Un nouveau steelbook pour faire classe sur nos étagères. Une nouvelle copie 4K en Ultra-HD pour frimer entre cinéphiles à la pointe de la technologie. Un bandeau annonçant avec fierté le quarantième anniversaire du film. Fox n'en finit plus de rééditer le chef d'œuvre de Ridley Scott. La preuve, d'une part, que la franchise reste une affaire juteuse (ou baveuse, au choix). La confirmation, d'autre part, qu'Alien n'a pas pris la moindre ride et demeure le mètre-étalon d'un genre à part, à la croisée entre la science-fiction, l'épouvante gothique et le film de monstre.

L'affaire est entendue. Entre les mains de n'importe-qui, le scénario de Dan O'Bannon et Ronald Schusett aurait très bien pu servir de prétexte à une série B sans envergure. Au mieux, un shocker efficace dont on se souviendrait avec un mélange de nostalgie et d'amusement. Au pire, un nanar fauché et racoleur qui n'aurait d'autre espoir que de finir sa carrière dans un bac à solde par la grâce d'une jaquette mensongère. Soit précisément le sort que la postérité aura réservé à tout un wagon de péloches dérivées d'Alien.

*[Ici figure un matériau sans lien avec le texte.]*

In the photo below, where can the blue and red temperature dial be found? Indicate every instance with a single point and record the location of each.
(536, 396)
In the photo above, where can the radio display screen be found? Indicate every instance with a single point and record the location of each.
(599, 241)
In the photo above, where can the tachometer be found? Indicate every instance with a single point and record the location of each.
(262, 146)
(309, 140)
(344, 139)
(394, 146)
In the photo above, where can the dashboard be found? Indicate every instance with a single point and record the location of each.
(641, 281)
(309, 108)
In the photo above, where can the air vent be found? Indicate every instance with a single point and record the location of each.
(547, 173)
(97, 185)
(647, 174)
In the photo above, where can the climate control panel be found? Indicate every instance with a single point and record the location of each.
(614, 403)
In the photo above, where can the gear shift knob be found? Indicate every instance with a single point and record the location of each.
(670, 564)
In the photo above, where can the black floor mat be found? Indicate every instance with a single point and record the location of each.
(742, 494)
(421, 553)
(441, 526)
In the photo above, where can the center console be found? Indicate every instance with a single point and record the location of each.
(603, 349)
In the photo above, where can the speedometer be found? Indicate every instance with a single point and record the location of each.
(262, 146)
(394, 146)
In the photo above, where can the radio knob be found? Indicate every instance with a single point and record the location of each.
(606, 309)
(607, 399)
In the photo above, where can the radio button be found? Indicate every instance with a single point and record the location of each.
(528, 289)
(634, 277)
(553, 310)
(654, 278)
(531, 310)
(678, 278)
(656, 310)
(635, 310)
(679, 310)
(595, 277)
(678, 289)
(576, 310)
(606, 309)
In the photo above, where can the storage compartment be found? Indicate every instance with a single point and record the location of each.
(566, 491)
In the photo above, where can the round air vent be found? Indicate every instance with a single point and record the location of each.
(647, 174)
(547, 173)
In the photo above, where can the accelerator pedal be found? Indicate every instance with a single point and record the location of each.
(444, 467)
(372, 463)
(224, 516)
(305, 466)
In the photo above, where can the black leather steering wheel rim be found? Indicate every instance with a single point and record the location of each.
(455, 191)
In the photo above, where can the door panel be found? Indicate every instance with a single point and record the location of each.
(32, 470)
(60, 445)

Entre série B et série A, la frontière ne tient parfois qu'à un nom et à l'ambition qui l'accompagne.
Sir Ridley Scott est le chef d'orchestre - le visionnaire, même ! - qui aura su transformer une histoire somme toute assez classique à base d'astronautes en perdition et d'extra-terrestres belliqueux en un classique intemporel, l'héritier d'un fantastique pur et viscéral et le héraut d'une science-fiction moderne et réaliste. Concrétisés en dur par le directeur artistique Roger Christian, les designs futuristes conçus par Ron Cobb et Chris Foss évoquent tout autant une technologie avancée et fonctionnelle que les couloirs d'un vieux manoir hanté, la fumée et les stroboscopes remplaçant la brume et les éclairs d'antan. Prodigieusement inédite de par sa biologie détaillée et infernale ainsi que par le caractère très sexuée de la menace qu'elle fait peser, la créature « cauchemardée » par H.R. Giger a pourtant recours à la bonne vieille technique d'un acteur dans un costume. Soufflant le chaud et le froid, le montage de Terry Rawlings (qui nous a d'ailleurs quitté le 23 avril dernier) fait le va et vient entre un rythme lent, presque contemplatif, linéaire et classique et une frénésie toute contemporaine et avant-gardiste : comparez donc la scène emblématique du « chestburster » avec la scène de la douche dans Psychose ou l'irruption soudaine de Leatherface et son coup de maillet dans le premier Massacre à la Tronçonneuse et vous y trouverez plus d'un point commun. Et puis il y a le score de Jerry Goldsmith, certes remanié brutalement sans le consentement du maestro, mais qui marie plages lyriques à l'ancienne et explosions d'effroi plus expérimentales.

 

star beast


Précis dans ses choix, stratège derrière la caméra, Sir Ridley Scott est pour ainsi dire une sorte d'Amiral Nelson du 7ème Art. Son expérience repose à la fois sur ses études des Beaux-Arts et l'efficacité immédiate du monde de la publicité. De la belle image pour un impact maximum. On aurait pourtant tort de réduire le britannique à son seul talent de formaliste.
C'est une qualité assez peu mise en avant mais Alien repose presque autant sur son casting et sa direction d'acteurs très audacieuse que sur sa beauté plastique et la science du cadre de Scott. Avare en détails biographiques et dramatiques, le scénario se contente de décrire l'équipage du Nostromo comme des routiers de l'espace, des prolétaires. Pas des gravures de mode, pas des bêtes de charisme. Des gens ordinaires. Des « gueules », comme on dit. Pour leur donner vie sans avoir besoin de passer par des tunnels de dialogues, le réalisateur a emmené sa troupe de comédiens sur le terrain du naturalisme pur et dur. Une méthode direct et sans artifices où les dialogues, qui semblent constamment improvisés, s'entrechoquent. De même que les méthodes de jeu. La retenue so british de John Hurt et Ian Holm contre le jeu à l'américaine de Tom Skerritt et Veronica Cartwright, le background théâtral de la débutante Sigourney Weaver contre la nonchalance et le panache très instinctif de Harry Dean Stanton et Yaphet Kotto. Ridley Scott fait interagir tout ce beau monde dans un fracas maîtrisé et obtient un résultat étonnant. Il ne faut presque rien pour que Dallas, Ripley, Lambert, Parker, Brett, Kane et Ash existent aux yeux des spectateurs. Ces personnages semblent tellement proches et sonnent tellement justes que l'on peut s'y attacher en un claquement de doigts. S'y attacher et trembleur pour leur sort.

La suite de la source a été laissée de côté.